Three different solutions:
1) Quick and dirty, see John's answer:
with open(file_name) as fid:
lines = fid.readlines()
for line in lines[:-n_skip]:
do_something_with(line)
The disadvantage of this method is that you have to read all lines in memory first, which might be a problem for big files.
2) Two passes
Process the file twice, once to count the number of lines n_lines
, and in a second pass process only the first n_lines - n_skip
lines:
# first pass to count
with open(file_name) as fid:
n_lines = sum(1 for line in fid)
# second pass to actually do something
with open(file_name) as fid:
for i_line in xrange(n_lines - n_skip): # does nothing if n_lines <= n_skip
line = fid.readline()
do_something_with(line)
The disadvantage of this method is that you have to iterate over the file twice, which might be slower in some cases. The good thing, however, is that you never have more than one line in memory.

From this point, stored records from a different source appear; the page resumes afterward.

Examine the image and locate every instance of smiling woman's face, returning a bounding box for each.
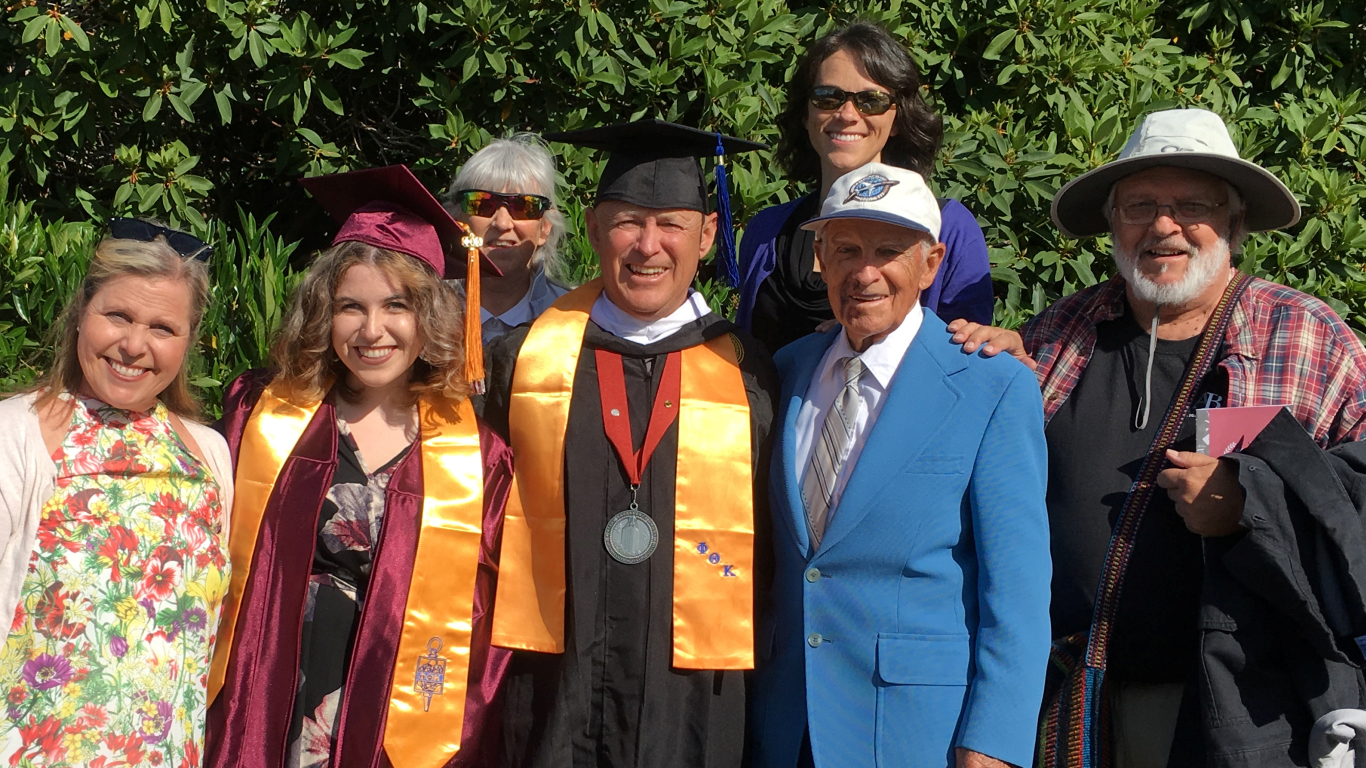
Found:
[76,275,191,411]
[803,51,896,183]
[332,264,422,389]
[454,186,550,284]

3) Use a buffer, similar to Serge's solution
In case you want to iterate over the file just once, you only know for sure that you can process line i
if you know that line i + n_skip
exists. This means that you have to keep n_skip
lines in a temporary buffer first. One way to do this is to implement some sort of FIFO buffer (e.g. with a generator function that implements a circular buffer):
def fifo(it, n):
buffer = [None] * n # preallocate buffer
i = 0
full = False
for item in it: # leaves last n items in buffer when iterator is exhausted
if full:
yield buffer[i] # yield old item before storing new item
buffer[i] = item
i = (i + 1) % n
if i == 0: # wrapped around at least once
full = True
Quick test with a range of numbers:
In [12]: for i in fifo(range(20), 5):
...: print i,
0 1 2 3 4 5 6 7 8 9 10 11 12 13 14
The way you would use this with your file:
with open(file_name) as fid:
for line in fifo(fid, n_skip):
do_something_with(line)
Note that this requires enough memory to temporary store n_skip
lines, but this is still better than reading all lines in memory as in the first solution.
Which one of these 3 methods is the best is a trade-off between code complexity, memory and speed, which depends on your exact application.